The study was conducted across 11 countries, including key contributions from academics at the University of Huddersfield. This relationship was established through Dr John Synnott and Professor Maria Ioannou , who visited Rome to discuss collaboration between the two institutions. Both groups are now expanding on this collaboration and developing new research projects. One such project lead by Dr Calli Tzani a Senior Lecturer in Psychology at Huddersfield and a member of the collaboration team focuses on dating violence related to online dating platforms. Dr Tzani has recently published an article about ‘sextortion’ on The Conversation .

On the importance of collaboration Dr Synnott said, “Working with our colleagues in Sapienza has been a real success, the importance of cross-cultural collaboration aids not just the science but the quality of the work. We look forward to building on this early success and fostering a strong research link into the future.”

The results of the report point to a need for parents to consider discussing the issues around sexting with their children, rather than a more natural reaction of shock and trying to stop their children’s activities.

“One of our studies show how a high level of parent-child communication in general, not specifically on sexting, is an important protective factor for adolescents’ sexting behaviors,” Dr Morelli adds. “Adolescents who talk with their parents about their thoughts and emotions are more able to understand and express their emotions .
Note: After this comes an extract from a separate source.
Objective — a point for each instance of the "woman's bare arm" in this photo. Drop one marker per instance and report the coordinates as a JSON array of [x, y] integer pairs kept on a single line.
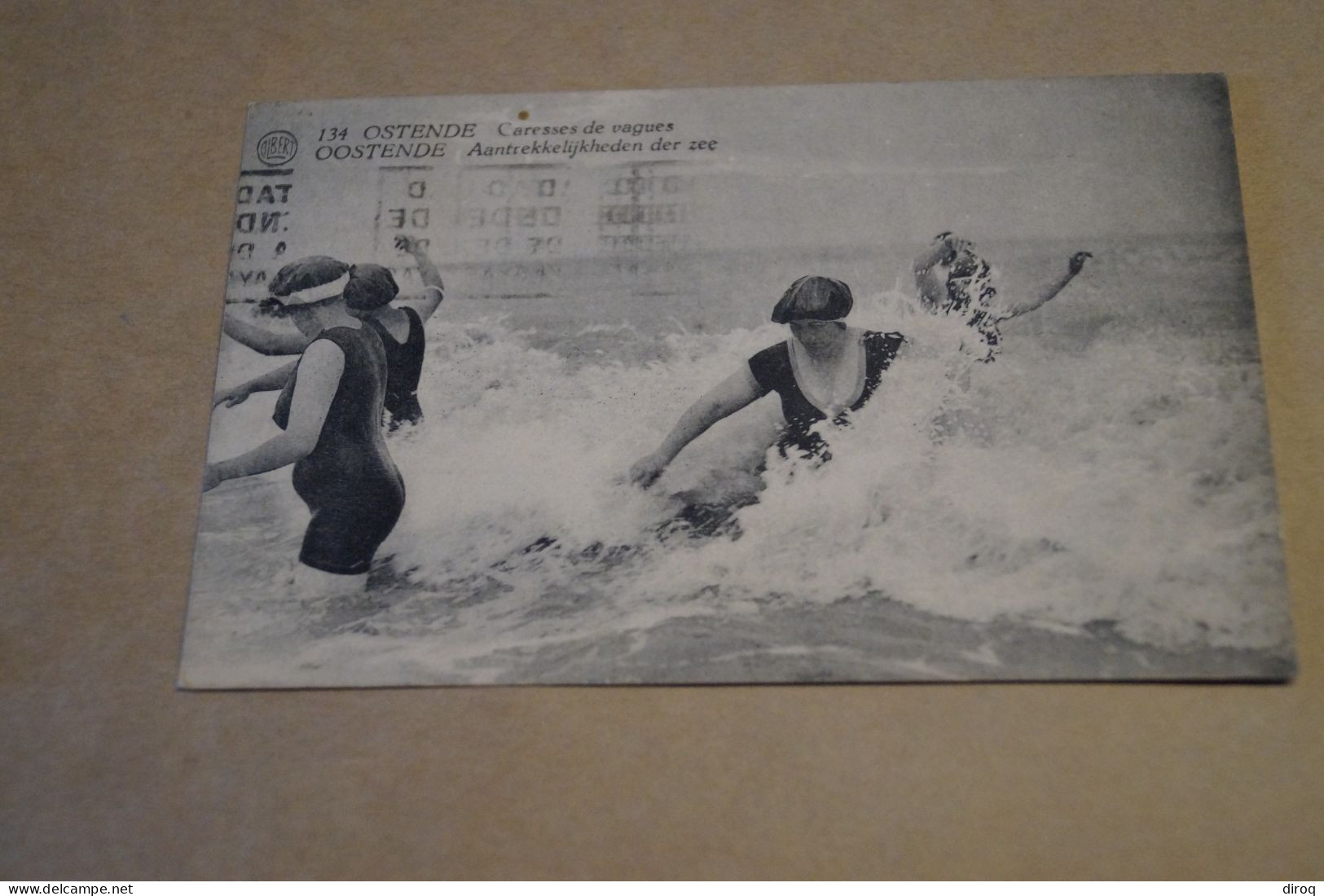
[[1048, 292], [268, 381], [319, 376], [261, 339], [724, 400]]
“They are also more able to develop more adaptive problem solving and coping skills that lead them to be more capable of understanding and recognising the consequences of their actions, and being then less impulsive. Unfortunately, parents usually think that talking about sexting with their children may lead them to be more involved in sexting.

“Not talking about sexuality and sexting makes parents think they are protecting their children, but the opposite is true. By talking with their children, they have the opportunity to discuss the positive and negative aspects of sexting, making their children more aware of their behaviors and emotions.”